Lee ha 22 anni, vive e lavora in Zimbabwe. Grazie a KIVA, associazione non governativa americana, ha messo su tre attività e oggi combatte le multinazionali. Ma la campagna riesce ad aiutare altre donne imprenditrici al motto: “Invest in her, invest in change”
Nel pensare a una donna africana, subito la mente richiama l’immagine di una lunga figura femminile con un cesto sul capo e un bambino in spalla. Questo perché, in Africa, non è il lavoro a far parte della vita della donna, ma la vita a far parte del lavoro. Si è lavoratrice e figlia. Lavoratrice e moglie. Lavoratrice e mamma. In Africa la vita della donna è sempre lavoro.
Chi nasce donna alleva piccoli animali o realizza tessuti e utensili. Immersa in uno di quei vasti campi di manioca, mais o igname, la donna africana produce. Silenziosamente, senza prendersi alcun merito, quelle mani scure tengono in piedi le fondamenta della società.
Numeri, impressionanti
Secondo ricerche della FAO, circa l’80% del cibo, in Africa, è prodotto dalle donne. Il 90% della fornitura dell’acqua domestica e dell’immagazzinamento del raccolto si deve a loro. Numeri come questi dimostrano quanto fondamentale sia il ruolo femminile, malgrado la costante subordinazione a un uomo, che sia padre o marito. In Occidente se una donna lavora si emancipa.
Nonostante casi sempre più rari di maschilismo, la donna occidentale, lavorando, realizza se stessa, si rende indipendente e rivendica i suoi diritti di persona inserita nella società. In Africa, nella maggior parte dei casi, per una donna non vi è alcuna realizzazione attraverso il lavoro.
Invest in her, invest in change
Ecco perché Kiva, organizzazione non governativa statunitense, l’8 marzo, ha lanciato la campagna “Invest in her, invest in change”. Kiva, sin dal 2005, promuove azioni di microcredito in paesi disagiati, attraverso la raccolta di fondi via internet. Per l’organizzazione, finanziare la piccola imprenditoria femminile nei paesi più poveri è il primo passo verso il cambiamento sociale.

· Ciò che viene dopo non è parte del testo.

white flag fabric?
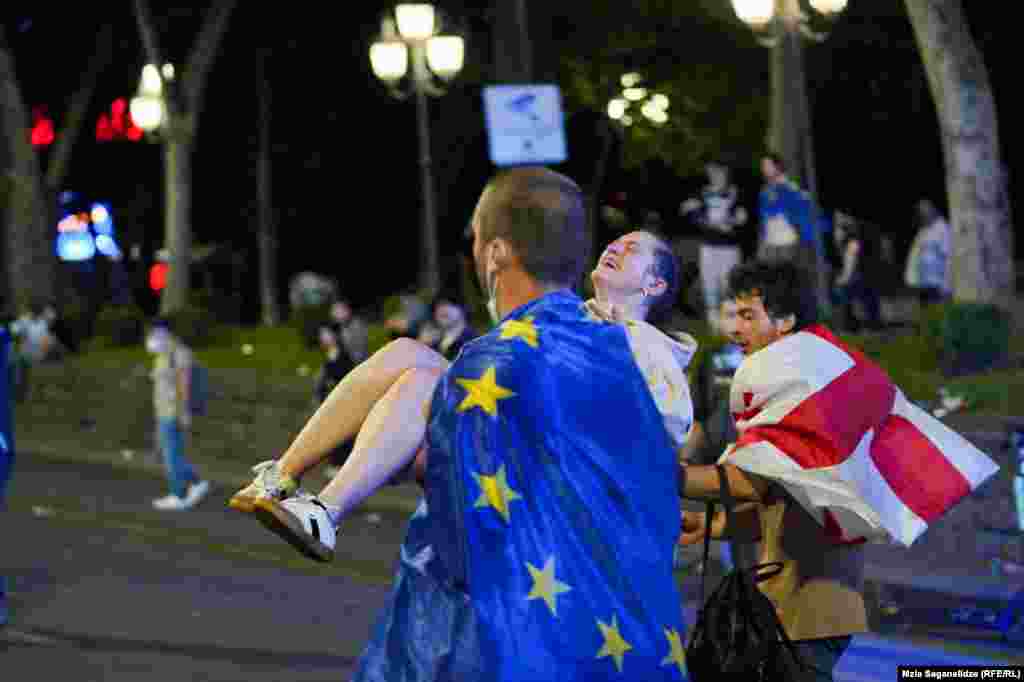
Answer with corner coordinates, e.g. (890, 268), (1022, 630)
(722, 326), (998, 547)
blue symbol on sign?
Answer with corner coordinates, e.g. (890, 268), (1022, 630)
(508, 92), (541, 122)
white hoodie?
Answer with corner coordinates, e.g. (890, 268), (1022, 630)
(584, 299), (697, 449)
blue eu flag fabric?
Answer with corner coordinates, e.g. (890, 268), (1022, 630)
(353, 291), (685, 682)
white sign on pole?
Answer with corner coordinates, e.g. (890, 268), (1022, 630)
(483, 85), (567, 166)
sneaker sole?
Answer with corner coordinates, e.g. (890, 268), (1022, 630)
(252, 499), (334, 563)
(227, 495), (257, 514)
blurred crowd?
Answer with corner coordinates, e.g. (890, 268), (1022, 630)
(601, 154), (952, 332)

A testimoniarlo è la storia di Lindiwe.
Lindiwe è una di quelle donne combattive e forti, di ispirazione per qualsiasi altra. Ha 22 anni e vive in Zimbawe. In un paese così conservatore, Lee (è così che si fa chiamare), ha messo su un’attività grazie a Kiva. «Voglio che il mio nome arrivi lontano! Voglio avere il maggior numero di dipendenti che posso, in particolare ragazze. Le ragazze sono così importanti per me». Così, con entusiasmo e orgoglio, Lee parla dei suoi progetti.
Le tre impresse di Lee
E infatti, grazie a un corso di formazione fornito da un’organizzazione partner di Kiva, Camfed, e grazie a un finanziamento tramite crowfunding da parte di undici istituti di credito, Lindiwe ha avviato tre piccole imprese, sotto un’unica società, battezzata Lee Investements. Gestisce un allevamento di pollame, un negozio e, in fine, la produzione del Lee Juice.
Questo il nome scelto per il succo di frutta e la soda da lei prodotti.
«Ho fatto ricerche di mercato e ho pensato a quello di cui la gente aveva bisogno», dice. E ha trovato il prodotto con il giusto vantaggio competitivo, pensando agli operai che, assetati, escono dalla miniera vicino al suo villaggio. Così ha iniziato preparare succo e soda da zero, a un prezzo che è la metà di quello di un prodotto di marchio nazionale o internazionale.
Ogni bottiglia presenta l’etichetta Lee Juice, incollata a mano, e rappresenta il frutto di un lavoro portato avanti eticamente e con buon senso. Ogni bottiglia è, per Lee, il trofeo della sua vittoria. Nel suo negozio, tra decine e decine di bottiglie di plastica, ricorda quando andava a scuola senza scarpe e senza nemmeno una penna. Cresciuta in una famiglia povera, senza padre, ha lottato per affermarsi. E, nelle sue possibilità, ci è riuscita.
Il prestito ha potenziato il business. L’ho usato per fare solo 20 litri a settimana, solo 20!. Ora sono arrivata a produrne 200
Navigare, anche contro vento
Un marinaio non prega per il vento buono. Impara a navigare, diceva qualcuno. Lee ha imparato a navigare con vento veramente contrario. E lo sta facendo, ponendosi come modello per mostrare a tutti, in particolare alle altre donne, ciò che può essere conquistato perseverando nell’istruzione e lavorando sodo. Le realtà organizzative come Kiva e la voglia di imparare, tentare e riuscire di persone come Lee sono i segni di un cambiamento possibile.